Milan Ćurčin (Pančevo, 14 November 1880 – Zagreb, 20 January 1960) was a Serbian poet and editor of an influential magazine, printed in Zagreb during the Kingdom of Yugoslavia.

Biography

Pančevo-born Milan Ćurčin was educated in Novi Sad, and graduated from the Department of German and Slavic studies in Vienna with a degree of Doctor of Literature. He was appointed associate professor at the University of Belgrade in 1907, where he lectured on German literature until 1914. Before 1914 a great number of translations of Goethe's Zaratustra into Serbian were published, but the best of them, according to critics, was the translation of poet Milan Ćurčin which appeared in 1911. During the Great War Milan Ćurčin was sent by the Serbian government to London where he met Robert William Seton-Watson, a like minded individual, with whom he collaborated on the emergence of Yugoslavia and after.

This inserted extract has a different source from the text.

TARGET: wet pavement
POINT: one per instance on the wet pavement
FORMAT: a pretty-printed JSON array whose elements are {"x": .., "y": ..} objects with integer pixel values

In the 1920s and 1930s Milan Ćurčin was editor of the well-known Zagreb trimonthly "Nova Evropa". A friend of R. W. Seton-Watson, Milan Ćurčin set about collecting and publishing in his literary and political magazine, modeled on Seton-Watson's London-based "New Europe", whatever he could find of interest to South Slavs (commonly known as Yugoslavs). The close resemblance between the two journals was certainly planned, and that went not only for the names and the general ideological thrust but also for the intended editorial policy. Seaton-Watson and Ćurčin had been long-time friends and to all intents and purposes Ćurčin's venture was originally an attempt to implant British values and other changes along Western expectations.